Software has been separated by the terms First Party and Third Party. This was useful back during the 8-bit and 16-bit Eras, but those terms are not useful today. Instead, the distinction should be AAA software and everything else. The Nintendo Switch has third party software. But the reason why certain people say it doesn’t have third party software is that they mean AAA software. When you point out that no Nintendo console has owed its success to AAA software, they then get angry and storm off.

AAA games are making less and less profit each year and costing more and more. AAA gaming is becoming riskier and riskier. The message and marketing of AAA gaming is becoming harder and harder to control due to social media and collapse of the ‘game journalists’.

AAA gaming is to video games what the blockbuster mentality is to Hollywood. Hollywood is finding out that these blockbusters are no longer sustainable and are becoming too risky. AAA gaming is becoming the same.
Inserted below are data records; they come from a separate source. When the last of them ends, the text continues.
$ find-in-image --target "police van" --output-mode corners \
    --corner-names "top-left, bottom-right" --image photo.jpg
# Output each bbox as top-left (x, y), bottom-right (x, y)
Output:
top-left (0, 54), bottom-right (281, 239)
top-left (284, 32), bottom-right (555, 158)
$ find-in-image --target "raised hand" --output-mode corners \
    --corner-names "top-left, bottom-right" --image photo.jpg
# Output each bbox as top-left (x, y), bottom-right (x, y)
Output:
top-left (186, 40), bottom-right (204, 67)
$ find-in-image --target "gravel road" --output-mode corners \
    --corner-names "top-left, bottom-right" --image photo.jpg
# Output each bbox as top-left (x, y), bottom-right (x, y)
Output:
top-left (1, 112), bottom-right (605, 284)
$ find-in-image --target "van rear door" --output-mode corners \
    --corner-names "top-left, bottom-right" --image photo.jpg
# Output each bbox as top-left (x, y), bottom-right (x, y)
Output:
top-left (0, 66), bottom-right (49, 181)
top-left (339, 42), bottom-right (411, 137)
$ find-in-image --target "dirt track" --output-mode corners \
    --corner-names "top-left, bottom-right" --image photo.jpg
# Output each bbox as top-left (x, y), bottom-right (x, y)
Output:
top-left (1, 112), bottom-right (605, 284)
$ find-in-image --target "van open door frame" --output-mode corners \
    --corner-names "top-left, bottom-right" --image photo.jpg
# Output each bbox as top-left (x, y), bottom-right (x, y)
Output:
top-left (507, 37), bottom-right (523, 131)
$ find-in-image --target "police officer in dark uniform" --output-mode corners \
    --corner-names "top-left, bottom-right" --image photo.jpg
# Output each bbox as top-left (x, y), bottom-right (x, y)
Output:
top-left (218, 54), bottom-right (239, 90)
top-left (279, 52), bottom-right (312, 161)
You can tell the difference on boards if one is part of the gravy train of AAA gaming or a gamer by how they talk. The gamer talks about games. The AAA gravy train is obsessed over the hardware and how it won’t allow any ‘games’ (these games only being AAA games).
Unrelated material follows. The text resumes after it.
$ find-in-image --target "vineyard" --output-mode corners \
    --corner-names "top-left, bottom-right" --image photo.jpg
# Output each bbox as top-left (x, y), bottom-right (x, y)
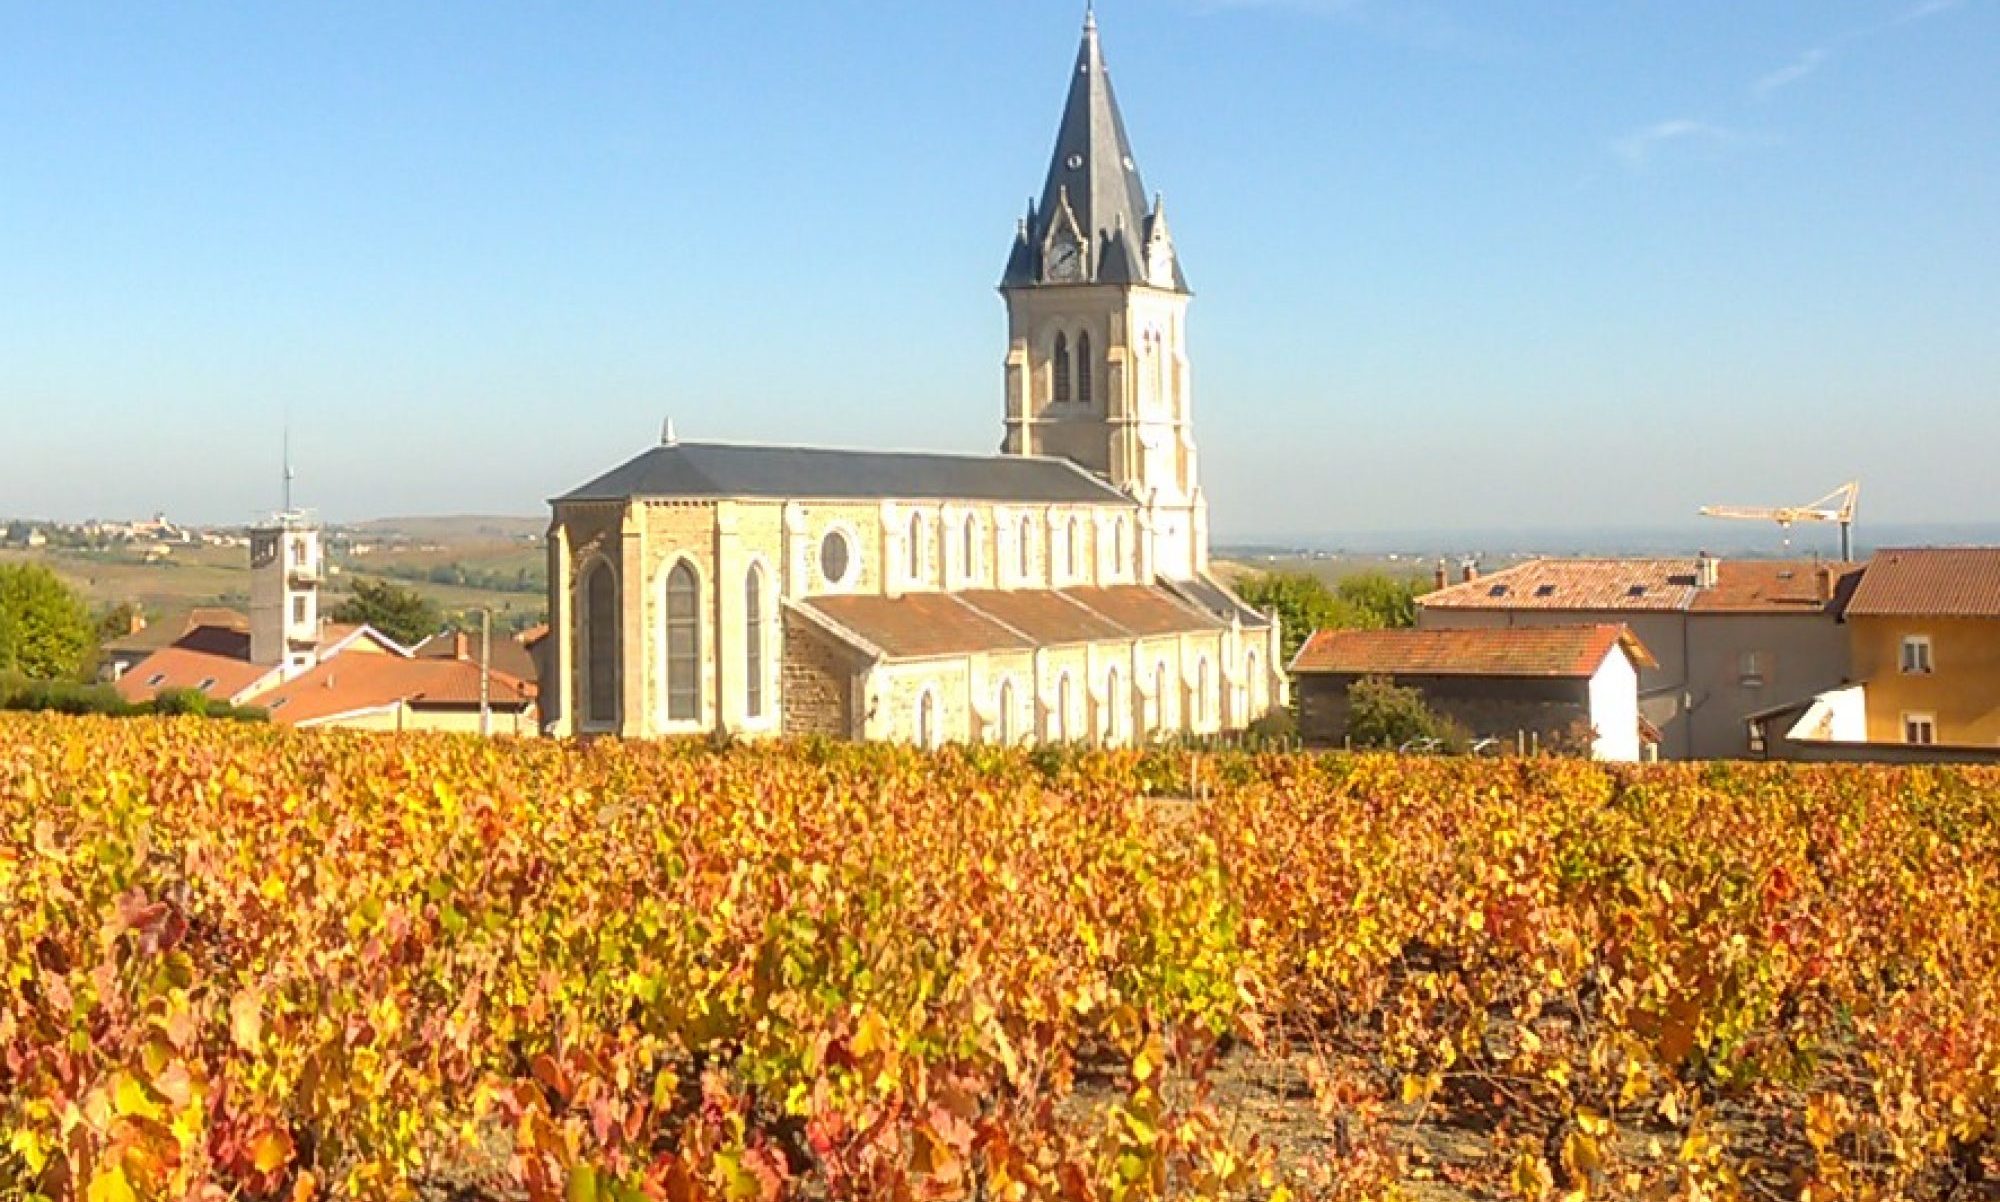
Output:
top-left (4, 714), bottom-right (1998, 1201)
Why do I hate game journalists? Because they are the propaganda arm for the AAA gravy train. Why do I hate Hardcore Gamers? They are the brainwashed young audience propping up the AAA gravy train.

But the time for the AAA gravy train is drawing to a close. As Iwata warned, you can’t just shit out a bunch of graphics and expect the game to sell. You just can’t make game consoles which are nothing but bigger GPUs with a controller. Gaming has to be more than just production effects and hype.